A hike on the end of the earth.
This hike was to one of the most remote places I’ve ever been. Tarrafal, where we’d been staying, is a town at the end of the road. It’s an absolutely gorgeous spot, with the ocean on one side and sky-high cliffs on the other. After the journey to just get to the remote island of Santo Antão in Cape Verde, we had to drive from sea level up to 5,000 feet and back down again just to get to Tarrafal. But, where we were about to hike to was even more remote. There are no roads to Monte Trigo, it’s only accessible by boat and by foot. So, in the morning, my family and I set out on a journey to the westernmost town in Africa, from Tarrafal to Monte Trigo.
We began by walking through the town of Tarrafal itself. Before we had even left the town, the road had begun to resemble Roman aqueducts, with cobbled stone and slotted ramparts bridging the gaps between deep valleys.
Once we left Tarrafal, we were totally isolated. There were no buildings or constructions besides the path we were walking on. However, we kept on running into cute goats that would wander around this desolate landscape.
The surroundings were striking, as we followed the winding path up, down, and side to side, as it forged a way through the steep cliffs that neighbored the coastline.

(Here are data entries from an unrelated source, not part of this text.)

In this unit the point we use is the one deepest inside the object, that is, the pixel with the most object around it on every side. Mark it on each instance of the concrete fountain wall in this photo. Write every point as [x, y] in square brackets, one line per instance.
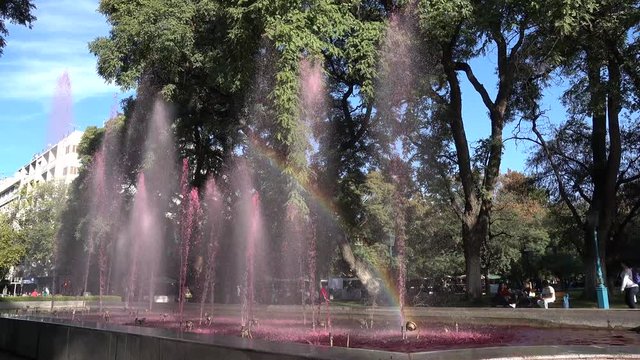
[33, 338]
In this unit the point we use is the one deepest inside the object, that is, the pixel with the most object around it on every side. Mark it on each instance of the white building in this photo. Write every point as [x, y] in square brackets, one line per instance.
[58, 162]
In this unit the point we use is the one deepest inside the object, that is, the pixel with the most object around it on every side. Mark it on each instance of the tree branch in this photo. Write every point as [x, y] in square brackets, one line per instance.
[460, 66]
[556, 173]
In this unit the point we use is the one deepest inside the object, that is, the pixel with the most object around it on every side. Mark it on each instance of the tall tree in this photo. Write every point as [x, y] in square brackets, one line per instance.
[464, 30]
[11, 245]
[37, 218]
[16, 12]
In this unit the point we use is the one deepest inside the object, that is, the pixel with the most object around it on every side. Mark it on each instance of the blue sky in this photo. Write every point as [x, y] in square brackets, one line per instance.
[32, 62]
[35, 58]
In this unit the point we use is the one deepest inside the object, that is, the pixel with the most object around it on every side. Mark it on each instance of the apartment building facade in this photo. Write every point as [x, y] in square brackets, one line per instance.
[59, 162]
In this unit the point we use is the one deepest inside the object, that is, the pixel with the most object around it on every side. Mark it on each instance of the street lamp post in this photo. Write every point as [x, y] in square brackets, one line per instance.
[601, 289]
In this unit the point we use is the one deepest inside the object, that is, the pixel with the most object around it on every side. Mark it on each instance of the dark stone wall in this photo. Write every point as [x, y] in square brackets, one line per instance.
[40, 340]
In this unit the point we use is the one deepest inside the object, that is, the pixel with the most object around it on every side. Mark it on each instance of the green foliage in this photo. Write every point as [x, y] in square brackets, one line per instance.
[519, 227]
[37, 216]
[12, 247]
[16, 12]
[89, 144]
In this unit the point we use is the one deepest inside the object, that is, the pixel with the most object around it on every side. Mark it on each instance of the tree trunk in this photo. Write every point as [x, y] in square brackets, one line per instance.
[474, 232]
[362, 272]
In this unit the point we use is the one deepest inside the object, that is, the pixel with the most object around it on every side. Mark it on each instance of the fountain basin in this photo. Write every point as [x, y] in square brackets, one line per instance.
[39, 338]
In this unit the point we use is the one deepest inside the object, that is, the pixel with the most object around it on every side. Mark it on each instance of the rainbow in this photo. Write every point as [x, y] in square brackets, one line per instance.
[388, 282]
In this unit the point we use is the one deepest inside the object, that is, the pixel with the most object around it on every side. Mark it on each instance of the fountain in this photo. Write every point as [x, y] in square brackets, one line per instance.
[215, 238]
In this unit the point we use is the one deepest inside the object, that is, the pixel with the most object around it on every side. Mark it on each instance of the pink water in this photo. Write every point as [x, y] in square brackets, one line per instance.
[214, 217]
[429, 336]
[190, 206]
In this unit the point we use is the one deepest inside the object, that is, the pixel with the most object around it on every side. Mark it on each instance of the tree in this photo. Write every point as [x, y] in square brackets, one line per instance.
[463, 30]
[591, 159]
[16, 12]
[11, 246]
[37, 217]
[518, 229]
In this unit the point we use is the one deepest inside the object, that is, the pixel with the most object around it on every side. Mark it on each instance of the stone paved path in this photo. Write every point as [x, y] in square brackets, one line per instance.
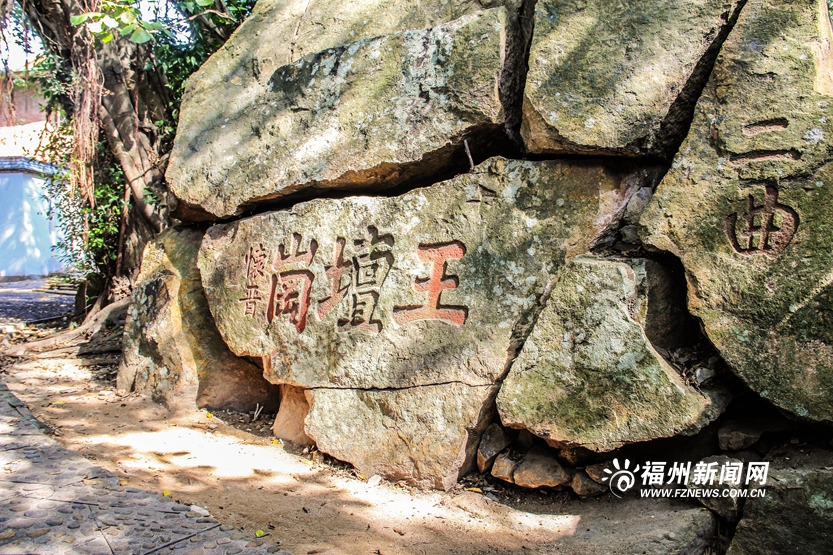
[53, 501]
[20, 301]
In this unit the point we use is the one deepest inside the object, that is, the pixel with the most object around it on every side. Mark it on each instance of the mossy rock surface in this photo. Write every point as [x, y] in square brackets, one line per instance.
[757, 163]
[588, 375]
[614, 77]
[371, 113]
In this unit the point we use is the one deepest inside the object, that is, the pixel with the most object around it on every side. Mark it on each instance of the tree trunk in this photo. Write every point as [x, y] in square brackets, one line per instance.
[133, 97]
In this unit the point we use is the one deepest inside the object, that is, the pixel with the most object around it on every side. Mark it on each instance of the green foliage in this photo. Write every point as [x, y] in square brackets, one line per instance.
[90, 236]
[181, 36]
[119, 19]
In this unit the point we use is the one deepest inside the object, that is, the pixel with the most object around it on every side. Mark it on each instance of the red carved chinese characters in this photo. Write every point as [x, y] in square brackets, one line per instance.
[291, 283]
[434, 285]
[360, 279]
[255, 268]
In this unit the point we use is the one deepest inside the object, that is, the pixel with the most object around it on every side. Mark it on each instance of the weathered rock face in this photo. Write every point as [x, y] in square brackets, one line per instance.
[289, 422]
[426, 436]
[433, 288]
[172, 349]
[588, 375]
[746, 205]
[727, 504]
[370, 113]
[795, 513]
[618, 77]
[493, 441]
[540, 468]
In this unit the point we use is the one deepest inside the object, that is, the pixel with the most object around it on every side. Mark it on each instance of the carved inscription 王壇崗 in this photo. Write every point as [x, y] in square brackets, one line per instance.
[767, 229]
[355, 275]
[359, 279]
[434, 285]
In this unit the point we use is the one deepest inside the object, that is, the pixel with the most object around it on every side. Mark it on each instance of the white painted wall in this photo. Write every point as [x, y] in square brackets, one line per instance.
[26, 235]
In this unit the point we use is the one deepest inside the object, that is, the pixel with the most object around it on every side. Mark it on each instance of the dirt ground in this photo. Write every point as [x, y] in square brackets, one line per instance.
[303, 501]
[254, 482]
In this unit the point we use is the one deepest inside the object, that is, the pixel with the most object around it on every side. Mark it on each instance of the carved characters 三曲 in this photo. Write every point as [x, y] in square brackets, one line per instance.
[768, 228]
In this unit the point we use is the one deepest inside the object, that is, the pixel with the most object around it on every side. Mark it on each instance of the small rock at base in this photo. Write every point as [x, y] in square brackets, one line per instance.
[504, 467]
[494, 441]
[585, 486]
[540, 468]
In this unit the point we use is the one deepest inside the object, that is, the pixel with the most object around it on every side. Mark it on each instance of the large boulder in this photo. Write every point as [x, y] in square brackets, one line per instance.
[426, 436]
[619, 77]
[589, 375]
[792, 512]
[372, 112]
[172, 350]
[746, 205]
[366, 300]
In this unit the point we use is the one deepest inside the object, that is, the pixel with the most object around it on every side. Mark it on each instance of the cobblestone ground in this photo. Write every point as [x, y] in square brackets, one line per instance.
[53, 501]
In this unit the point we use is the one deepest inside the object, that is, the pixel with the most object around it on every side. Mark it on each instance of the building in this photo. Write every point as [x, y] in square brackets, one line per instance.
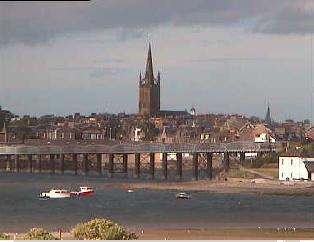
[267, 117]
[296, 168]
[149, 89]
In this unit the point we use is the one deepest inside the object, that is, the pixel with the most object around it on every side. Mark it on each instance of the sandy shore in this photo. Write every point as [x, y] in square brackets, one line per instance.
[233, 185]
[207, 234]
[211, 234]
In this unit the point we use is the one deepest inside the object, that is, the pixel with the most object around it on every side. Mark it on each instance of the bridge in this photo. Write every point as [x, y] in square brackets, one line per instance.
[118, 154]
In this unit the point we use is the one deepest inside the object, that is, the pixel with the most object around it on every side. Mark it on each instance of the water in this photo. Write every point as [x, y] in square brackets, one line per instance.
[20, 208]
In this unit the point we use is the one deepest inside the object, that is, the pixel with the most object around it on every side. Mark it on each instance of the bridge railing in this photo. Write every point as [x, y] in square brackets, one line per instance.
[142, 148]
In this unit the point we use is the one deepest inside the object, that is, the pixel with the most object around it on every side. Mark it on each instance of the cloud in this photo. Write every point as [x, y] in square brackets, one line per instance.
[36, 22]
[94, 72]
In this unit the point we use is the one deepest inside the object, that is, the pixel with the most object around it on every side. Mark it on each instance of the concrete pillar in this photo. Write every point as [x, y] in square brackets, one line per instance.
[137, 165]
[38, 163]
[125, 165]
[16, 163]
[164, 166]
[209, 165]
[152, 165]
[62, 163]
[74, 158]
[179, 166]
[195, 166]
[85, 164]
[98, 157]
[242, 157]
[8, 163]
[111, 164]
[226, 161]
[52, 164]
[30, 163]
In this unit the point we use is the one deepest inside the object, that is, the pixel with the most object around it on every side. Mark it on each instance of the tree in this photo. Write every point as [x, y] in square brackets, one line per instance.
[101, 229]
[39, 234]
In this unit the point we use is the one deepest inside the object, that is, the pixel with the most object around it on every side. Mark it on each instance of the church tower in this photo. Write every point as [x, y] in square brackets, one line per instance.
[149, 89]
[267, 117]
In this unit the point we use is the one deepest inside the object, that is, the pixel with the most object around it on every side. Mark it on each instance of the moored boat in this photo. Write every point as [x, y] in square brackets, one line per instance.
[183, 195]
[55, 193]
[84, 191]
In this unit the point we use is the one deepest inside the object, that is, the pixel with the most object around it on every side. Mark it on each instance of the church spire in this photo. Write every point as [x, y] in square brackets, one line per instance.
[149, 74]
[268, 118]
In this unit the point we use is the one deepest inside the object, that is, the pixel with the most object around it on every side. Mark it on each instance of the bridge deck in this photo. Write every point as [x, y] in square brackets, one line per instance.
[140, 148]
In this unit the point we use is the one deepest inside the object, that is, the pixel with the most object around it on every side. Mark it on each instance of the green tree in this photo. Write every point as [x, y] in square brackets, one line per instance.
[4, 236]
[101, 229]
[39, 234]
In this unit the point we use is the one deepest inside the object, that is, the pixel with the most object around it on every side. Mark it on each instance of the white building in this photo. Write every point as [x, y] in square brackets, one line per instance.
[296, 168]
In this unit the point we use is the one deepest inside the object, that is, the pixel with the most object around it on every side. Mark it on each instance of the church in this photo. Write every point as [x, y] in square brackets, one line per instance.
[149, 93]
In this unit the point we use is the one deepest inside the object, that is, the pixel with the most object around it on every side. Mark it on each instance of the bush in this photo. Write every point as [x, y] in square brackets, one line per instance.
[4, 236]
[39, 234]
[101, 229]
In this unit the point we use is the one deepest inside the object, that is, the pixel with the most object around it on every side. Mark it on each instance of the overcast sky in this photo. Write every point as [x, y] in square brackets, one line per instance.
[220, 56]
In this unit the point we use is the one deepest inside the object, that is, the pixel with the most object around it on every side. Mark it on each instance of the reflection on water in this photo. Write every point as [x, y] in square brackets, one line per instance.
[20, 208]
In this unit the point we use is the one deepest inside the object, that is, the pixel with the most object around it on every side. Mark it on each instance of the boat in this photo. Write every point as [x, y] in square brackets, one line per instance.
[183, 195]
[84, 191]
[55, 193]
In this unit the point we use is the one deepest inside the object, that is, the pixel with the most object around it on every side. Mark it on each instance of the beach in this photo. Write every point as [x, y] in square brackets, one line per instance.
[218, 208]
[232, 185]
[206, 234]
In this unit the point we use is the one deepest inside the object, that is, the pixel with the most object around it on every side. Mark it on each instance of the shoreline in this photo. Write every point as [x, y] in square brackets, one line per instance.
[206, 234]
[231, 186]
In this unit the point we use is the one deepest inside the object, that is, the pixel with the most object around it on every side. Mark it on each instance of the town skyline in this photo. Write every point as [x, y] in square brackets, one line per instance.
[74, 69]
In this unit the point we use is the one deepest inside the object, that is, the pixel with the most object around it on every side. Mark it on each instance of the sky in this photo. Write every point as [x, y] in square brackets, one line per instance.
[219, 56]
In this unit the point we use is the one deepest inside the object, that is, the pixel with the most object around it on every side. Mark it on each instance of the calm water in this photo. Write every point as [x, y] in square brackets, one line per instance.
[20, 208]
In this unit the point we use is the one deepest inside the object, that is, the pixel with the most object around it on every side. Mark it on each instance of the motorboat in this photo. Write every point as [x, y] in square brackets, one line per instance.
[84, 191]
[183, 195]
[55, 193]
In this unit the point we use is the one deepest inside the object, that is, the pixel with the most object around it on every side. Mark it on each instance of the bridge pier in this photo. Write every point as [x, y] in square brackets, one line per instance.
[74, 158]
[209, 165]
[179, 166]
[30, 163]
[195, 166]
[125, 165]
[152, 165]
[52, 164]
[85, 164]
[226, 161]
[111, 165]
[8, 166]
[38, 163]
[62, 163]
[137, 165]
[242, 157]
[16, 163]
[99, 158]
[164, 166]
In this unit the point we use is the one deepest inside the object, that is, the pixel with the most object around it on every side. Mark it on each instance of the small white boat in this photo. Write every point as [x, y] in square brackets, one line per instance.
[84, 191]
[183, 195]
[55, 193]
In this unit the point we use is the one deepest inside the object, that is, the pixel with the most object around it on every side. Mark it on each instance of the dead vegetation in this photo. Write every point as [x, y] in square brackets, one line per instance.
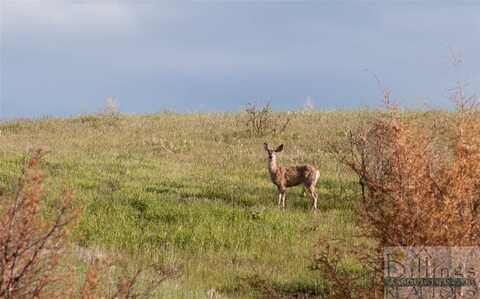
[420, 186]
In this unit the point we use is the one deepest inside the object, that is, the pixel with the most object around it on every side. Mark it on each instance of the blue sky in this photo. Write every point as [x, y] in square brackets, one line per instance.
[65, 58]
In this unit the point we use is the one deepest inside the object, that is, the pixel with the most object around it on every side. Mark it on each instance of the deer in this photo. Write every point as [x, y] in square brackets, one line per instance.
[285, 177]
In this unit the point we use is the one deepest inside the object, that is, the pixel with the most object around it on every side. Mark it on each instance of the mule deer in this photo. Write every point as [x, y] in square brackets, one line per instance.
[284, 177]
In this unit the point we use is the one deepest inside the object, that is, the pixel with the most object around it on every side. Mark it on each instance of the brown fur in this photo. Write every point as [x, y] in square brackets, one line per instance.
[285, 177]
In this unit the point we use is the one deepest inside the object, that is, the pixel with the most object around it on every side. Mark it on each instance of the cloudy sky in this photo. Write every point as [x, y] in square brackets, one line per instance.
[66, 57]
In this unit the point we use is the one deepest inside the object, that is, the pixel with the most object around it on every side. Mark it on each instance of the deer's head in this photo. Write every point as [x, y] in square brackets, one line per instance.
[272, 153]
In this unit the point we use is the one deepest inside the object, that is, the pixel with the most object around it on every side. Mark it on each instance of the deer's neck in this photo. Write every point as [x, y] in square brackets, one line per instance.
[272, 165]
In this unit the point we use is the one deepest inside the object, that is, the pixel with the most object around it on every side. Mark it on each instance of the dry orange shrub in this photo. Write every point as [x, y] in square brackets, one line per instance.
[414, 191]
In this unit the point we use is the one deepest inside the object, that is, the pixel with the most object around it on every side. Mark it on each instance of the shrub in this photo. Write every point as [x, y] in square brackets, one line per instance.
[33, 244]
[420, 186]
[262, 121]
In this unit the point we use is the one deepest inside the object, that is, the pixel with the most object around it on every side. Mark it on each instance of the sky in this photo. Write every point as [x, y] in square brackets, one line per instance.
[64, 58]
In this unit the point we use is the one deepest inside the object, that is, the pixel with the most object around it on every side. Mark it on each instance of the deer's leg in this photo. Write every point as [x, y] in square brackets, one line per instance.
[313, 195]
[315, 198]
[282, 191]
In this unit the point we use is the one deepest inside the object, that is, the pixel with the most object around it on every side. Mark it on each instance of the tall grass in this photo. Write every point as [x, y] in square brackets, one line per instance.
[192, 193]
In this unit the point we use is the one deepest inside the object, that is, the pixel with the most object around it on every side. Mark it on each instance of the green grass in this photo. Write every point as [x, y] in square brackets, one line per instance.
[193, 192]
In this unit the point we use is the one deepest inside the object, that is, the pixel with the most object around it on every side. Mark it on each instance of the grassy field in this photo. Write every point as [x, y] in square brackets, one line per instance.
[192, 192]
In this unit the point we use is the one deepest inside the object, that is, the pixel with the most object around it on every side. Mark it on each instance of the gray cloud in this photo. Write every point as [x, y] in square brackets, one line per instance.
[66, 57]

Sometimes, we would come across canyons where we could imagine water might flow in the rainy seasons. Here, the trail would cut inland and go down to meet the valley, and then cut a course back up to meet the intended direction of travel.
My favorite one of these dips in the path was a dried riverbed with very steep, canyon-like walls on each side. My brother Ty immediately ran into the canyon to see what it was like, and I followed. The river clearly flows fast here when it rains, because the rock walls were taller than us. He was only few steps ahead of me, but I still couldn’t see him because the turns of the canyon hid him from view. A very worthy detour!
Once we’d rounded a bend in the topography, we could see the striking Topo da Coroa, a dormant volcano and the highest peak of Santo Antão. The volcano dominates the landscape and it was humbling to be walking in its shadow. It continued to stay in our view for the rest of the hike, with the very summit obscured by clouds.

Hiking in the shadow of the towering Topo da Coroa volcano
As we neared the town, our attention was caught by a few donkeys in the path. One of them came right up to Ty, asking to be petted! They were all very friendly and it was a very cute addition to the hike.
After 3.5 hours, we’d made it to our destination, the small village of Monte Trigo. It definitely felt like we were at the end of the world, as we’d had to walk to get to here, the westernmost town in all of Africa. We were warmly welcomed, with the occupants of the first building we saw welcoming us to their patio for some refreshing water and menus. We obliged, as we were happy to be finally sitting in the shade! They only had two things on the menu, chicken and fish, so we got two of each and waited for them to prepare it. It was clearly a home, and these kind people were doing their best to chef up a meal for us! We even saw them coming back from town with carrots and fish that they had clearly just bought for our meal. When the food came out, we were happy to see that they’d made everything in heaping portions! The food was great, and we felt very at home in Monte Trigo.
After finishing up grub, we were ready to see the rest of the town. This took just a minute as it’s not a large settlement at all! We passed by a few houses and the trailhead for the second part of the Santo Antão Precurso Principal, which takes you up behind the Topo da Coroa. I hadn’t read anything online about this string of hikes before getting here, but the maps around Santo Antão are really well made and if I ever come back, I will definitely attempt this thru-hike!
At the beach, there were some fishermen that we’d met the night before that were waiting for us, so that they could take us back to Tarrafal by boat. Monte Trigo doesn’t get many tourists, so they were happy to have the business, and three guys helped out as we got into the small wooden boat, powered with a small motor. Once on the boat, it was just us with a local, and he kept the boat steady over the 50-minute journey back to Tarrafal. It was amazing to be able to see the hike from a different perspective, marveling at how it cut through the steep cliffsides and winded through canyons.
Back in Tarrafal, there was once more a crew of three guys waiting on the shore to help get the boat through the surf. This ocean was no joke and their help was definitely needed to get us safely to shore. We were happy to be back at Mar Tranquilidade, the quaint hotel where we spent three wonderful nights, eating our fill of fresh fish and delicious food at the buffet-style dinner!